“UNLESS you’ve walked in my shoes you can’t understand my pain.”

The devastated mum of a Southampton man killed when he was knocked down as he cycled across a main road has spoken for the first time of the grief that will never leave her.

Greg Dear suffered suffered fatal brain injuries after being hit by a car on Millbrook Road West in Southampton, in October 2008.

The 27-year-old carpenter and tiler was just a few hundred yards from arriving at his parents’ house when it happened, at the junction of Regents Park Road.

And living so close to the spot where her son was killed, which is permanently marked by floral tributes, provides a painful reminder that is almost too much for Christine Dear to bear.

“Every time we come out of our gate we can see it,” she told the Daily Echo.

“I can’t go down there. I just can’t bear it. I have to go a different way to work every day.”

Eighteen months to the day after Greg died, a coroner has ruled his death was accidental.

The inquest came two months after a jury acquitted driver Julia Moore, 31, of Rownhams Road, Southampton, of causing Greg’s death by either dangerous or careless driving, after she had been accused of jumping the lights.

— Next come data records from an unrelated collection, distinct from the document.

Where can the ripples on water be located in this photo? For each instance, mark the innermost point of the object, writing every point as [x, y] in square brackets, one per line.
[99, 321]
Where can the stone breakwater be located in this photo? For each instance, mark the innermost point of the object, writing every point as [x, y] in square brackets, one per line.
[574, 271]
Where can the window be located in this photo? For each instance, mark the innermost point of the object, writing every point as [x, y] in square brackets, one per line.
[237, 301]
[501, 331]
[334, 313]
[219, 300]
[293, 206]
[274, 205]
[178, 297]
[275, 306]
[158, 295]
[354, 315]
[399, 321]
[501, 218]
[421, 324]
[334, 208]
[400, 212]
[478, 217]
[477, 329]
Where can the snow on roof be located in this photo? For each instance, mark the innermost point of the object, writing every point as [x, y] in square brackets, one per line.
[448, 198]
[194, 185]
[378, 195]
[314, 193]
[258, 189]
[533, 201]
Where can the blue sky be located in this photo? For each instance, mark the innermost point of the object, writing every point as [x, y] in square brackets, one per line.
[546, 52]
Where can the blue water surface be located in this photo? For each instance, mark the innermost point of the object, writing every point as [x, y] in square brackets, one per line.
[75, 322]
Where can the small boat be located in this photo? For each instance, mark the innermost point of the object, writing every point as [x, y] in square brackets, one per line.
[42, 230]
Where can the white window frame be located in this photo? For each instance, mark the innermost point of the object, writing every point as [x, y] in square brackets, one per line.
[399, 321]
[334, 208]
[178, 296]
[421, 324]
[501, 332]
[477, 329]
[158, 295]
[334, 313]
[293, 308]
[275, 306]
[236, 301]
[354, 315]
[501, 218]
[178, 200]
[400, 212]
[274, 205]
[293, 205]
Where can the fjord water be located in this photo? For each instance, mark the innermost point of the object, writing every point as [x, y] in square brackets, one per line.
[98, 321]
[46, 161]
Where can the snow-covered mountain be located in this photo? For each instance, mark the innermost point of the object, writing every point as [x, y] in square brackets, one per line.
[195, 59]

Southampton Coroner Keith Wiseman said the trial outcome meant he could only record an accidental death verdict, but added “that doesn’t mean no-one was at fault”.

He said: “I think in every road traffic accident someone is, by definition, almost always at fault, but that’s not reflected in the verdict, but the coroner’s rules don’t allow me to press into those areas.”

Speaking after the hearing, which was too painful for Christine, 52, or husband Steve, 55, to attend, the grieving mum expressed her frustrations at the verdict.

Sitting in her living room, flanked by daughter Claire, 31, Greg’s aunts and a close friend, gazing across at photos of her son and the casket containing his ashes, she said: “Where’s the justice in the system?

“All we’ve got left is our casket, our photographs and memories. It just seems so unfair. People think we’re fine, but we’re not.

“It’s just affected so many people – he used to share a house with his friends, and they’re all devastated.

“It’s destroyed the family completely. Steve is absolutely heartbroken. He’s lost his son and his work partner.

“They spent more time together than a married couple, and now there’s an empty seat in his van that Greg once sat in – I don’t know how he manages to get in that van every day.

“Claire used to be a happygo- lucky woman, but now she doesn’t like to go out – she just gets restless and wants to go home.”

Claire herself said she has struggled to readjust to life without her younger brother.

“We’re in a bubble – it’s such a lonely place to be,” she said.

“You sit at those traffic lights and you can just see the accident in your head and imagine what happened.

“I feel we should be proud because we’ve got up every day and got on with our lives, and there are times when it’s been really difficult and we don’t want to, but we do.”

Organ donor

Greg always insisted he wanted to be an organ donor should the worst ever happen, meaning his family had to make the heartbreaking decision to agree to his lifesupport system being switched off.

Three women received vital operations, two of whom have written to express their gratitude to the Dears.

The family are also now desperate to help ensure other lives are saved, by campaigning for better road safety.

They have learned that there was no film in the red light camera at the junction on the day Greg died, and that it has also been out of action at times since.

“I want to thank everyone who stopped and helped, and who was involved in the case, because they were great. But nothing is going to bring Greg back,” said Christine.

“But having film in those cameras could maybe help other families from going through what we’re going through.

“If there’s going to be any justice for Greg it’s that that camera is working from now on.”